Common built-in electronics, including hands-free phones, satellite music and maps, are legal.

Drivers may even turn on a smartphone that's mounted in a dashboard cradle, for limited purposes such as navigation apps, a voice-activated call, or music streaming. The new law allows the "minimal use of a finger."

Handheld phone calls to 911 or other emergency services are legal. […] Amateur radio equipment and citizens-band radio remain legal.

This is where this law shines. It recognizes that for many people, including myself, their cell-phone is their car's entertainment system. By allowing for "minimal use of a finger", my phone can be my music and navigation center, as long as it's dash-mounted.`This use is similar to someone using the factory entertainment system in their car, which has been legal since cars have had them.

I do question how enforceable this law is, but at worst it is a step in the right direction. We will see over time how effective it is.

RCMP in BC Watching for Distracted Driving

As reported by the CBC, in BC the RCMP are starting to watch more closely for distracted drivers, from a long ways away:

The long arm of the law now has a super-long lens to catch distracted drivers — from as far as 1.2 kilometres away.

RCMP in B.C. are rolling out the powerful new lenses over the May long weekend, aimed at catching drivers texting or otherwise being distracted while behind the wheel.

While they can’t follow a moving vehicle, they will be watching vehicles stopped at intersections. If they see someone is distracted, they’ll take a photo or radio to an officer closer to the intersection to flag down the vehicle.

While the biggest reason for the new strategy is people distracted by cell phones, they will be looking for any other type of distraction as well:

“Putting on makeup, eating a bowl of cereal, reading a novel — we see all sorts of things as people are sitting in traffic,” said Wutke.
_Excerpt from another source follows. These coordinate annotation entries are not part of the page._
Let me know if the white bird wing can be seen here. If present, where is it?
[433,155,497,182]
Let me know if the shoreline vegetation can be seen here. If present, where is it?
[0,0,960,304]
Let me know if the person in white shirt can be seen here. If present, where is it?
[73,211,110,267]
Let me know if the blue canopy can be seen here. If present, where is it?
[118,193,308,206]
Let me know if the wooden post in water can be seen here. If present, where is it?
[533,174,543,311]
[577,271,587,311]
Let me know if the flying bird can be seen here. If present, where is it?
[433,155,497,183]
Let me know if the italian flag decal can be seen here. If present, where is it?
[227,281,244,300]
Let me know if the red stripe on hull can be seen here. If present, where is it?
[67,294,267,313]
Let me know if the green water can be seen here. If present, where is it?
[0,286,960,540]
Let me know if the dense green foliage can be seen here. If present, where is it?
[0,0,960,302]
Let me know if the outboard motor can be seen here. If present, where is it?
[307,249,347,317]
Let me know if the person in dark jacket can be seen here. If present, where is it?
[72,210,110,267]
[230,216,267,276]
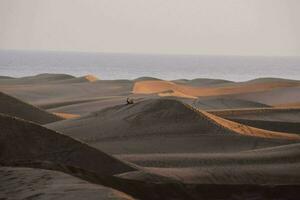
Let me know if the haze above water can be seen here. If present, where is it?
[0,50,300,81]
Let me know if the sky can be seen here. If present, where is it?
[0,0,300,56]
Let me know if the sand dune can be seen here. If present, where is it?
[0,74,300,200]
[118,143,300,168]
[0,115,134,176]
[0,167,133,200]
[209,107,300,123]
[0,80,132,108]
[172,78,233,87]
[53,112,80,119]
[133,81,300,97]
[191,97,270,110]
[201,111,300,140]
[47,99,298,154]
[0,92,62,124]
[0,74,75,85]
[228,86,300,106]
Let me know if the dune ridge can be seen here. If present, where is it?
[0,114,135,176]
[0,92,63,124]
[133,81,300,97]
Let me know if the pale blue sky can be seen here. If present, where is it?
[0,0,300,56]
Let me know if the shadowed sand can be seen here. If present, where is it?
[47,99,300,154]
[133,81,300,97]
[0,74,300,200]
[0,92,62,124]
[0,167,133,200]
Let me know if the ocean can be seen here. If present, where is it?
[0,50,300,81]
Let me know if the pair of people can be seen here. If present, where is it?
[126,97,133,105]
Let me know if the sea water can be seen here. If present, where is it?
[0,50,300,81]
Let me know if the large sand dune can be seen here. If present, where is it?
[0,115,134,176]
[133,81,300,97]
[47,99,299,154]
[190,97,270,110]
[0,92,62,124]
[0,74,300,200]
[209,107,300,123]
[0,167,133,200]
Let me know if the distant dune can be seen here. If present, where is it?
[0,115,135,176]
[0,74,300,200]
[209,107,300,123]
[47,99,298,154]
[0,74,75,85]
[0,92,62,124]
[191,97,270,110]
[133,81,300,97]
[172,78,233,87]
[0,167,133,200]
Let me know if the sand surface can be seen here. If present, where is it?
[0,74,300,200]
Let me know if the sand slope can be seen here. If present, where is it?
[0,92,62,124]
[0,167,133,200]
[209,107,300,123]
[191,98,270,110]
[0,115,134,176]
[47,99,298,154]
[133,81,300,97]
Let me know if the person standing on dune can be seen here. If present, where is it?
[126,97,133,105]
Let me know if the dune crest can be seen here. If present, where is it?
[84,74,99,82]
[196,107,300,140]
[0,92,62,124]
[133,80,300,97]
[53,112,80,119]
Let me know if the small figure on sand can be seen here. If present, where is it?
[126,97,133,105]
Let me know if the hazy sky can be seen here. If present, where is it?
[0,0,300,56]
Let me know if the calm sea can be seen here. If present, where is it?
[0,50,300,81]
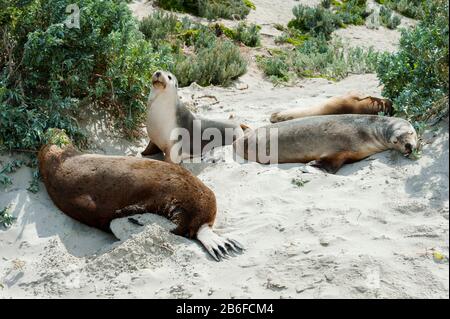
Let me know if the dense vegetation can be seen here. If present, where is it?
[259,36,378,83]
[140,11,260,86]
[288,0,371,39]
[377,0,449,129]
[376,0,426,19]
[0,0,253,156]
[379,6,401,29]
[0,0,259,190]
[259,0,377,82]
[156,0,255,20]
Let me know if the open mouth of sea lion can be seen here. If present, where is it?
[152,80,166,89]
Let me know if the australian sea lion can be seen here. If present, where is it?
[38,131,242,260]
[270,94,392,123]
[142,71,246,163]
[233,114,418,173]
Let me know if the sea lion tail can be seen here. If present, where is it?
[239,123,252,132]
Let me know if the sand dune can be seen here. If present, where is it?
[0,0,449,298]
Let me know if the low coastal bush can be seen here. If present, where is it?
[377,0,449,128]
[172,39,247,86]
[376,0,426,19]
[333,0,371,26]
[259,37,378,82]
[288,0,371,39]
[0,0,169,154]
[156,0,251,20]
[288,5,339,38]
[140,11,248,86]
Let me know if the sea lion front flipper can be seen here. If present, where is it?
[141,141,162,156]
[309,154,347,174]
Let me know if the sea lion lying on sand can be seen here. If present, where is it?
[233,114,418,173]
[270,94,392,123]
[38,130,242,261]
[142,71,247,164]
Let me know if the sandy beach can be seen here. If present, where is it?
[0,0,449,298]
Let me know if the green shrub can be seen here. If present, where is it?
[171,39,247,86]
[377,0,449,127]
[376,0,426,19]
[157,0,252,20]
[244,0,256,10]
[288,5,339,39]
[0,206,16,228]
[334,0,371,25]
[0,0,170,154]
[260,36,378,81]
[233,22,261,47]
[140,12,248,86]
[257,51,289,82]
[380,7,401,30]
[139,10,181,50]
Overall I agree with this new strategy. Seemingly every day on my drive to and from work, delays are caused at lights were people are distracted and miss the light change. While less efficient traffic is a problem, those people are also more likely to be distracted while moving. Seeing someone distracted, swerving in their lane at highway speeds is unnerving every time and distraction does result in accidents.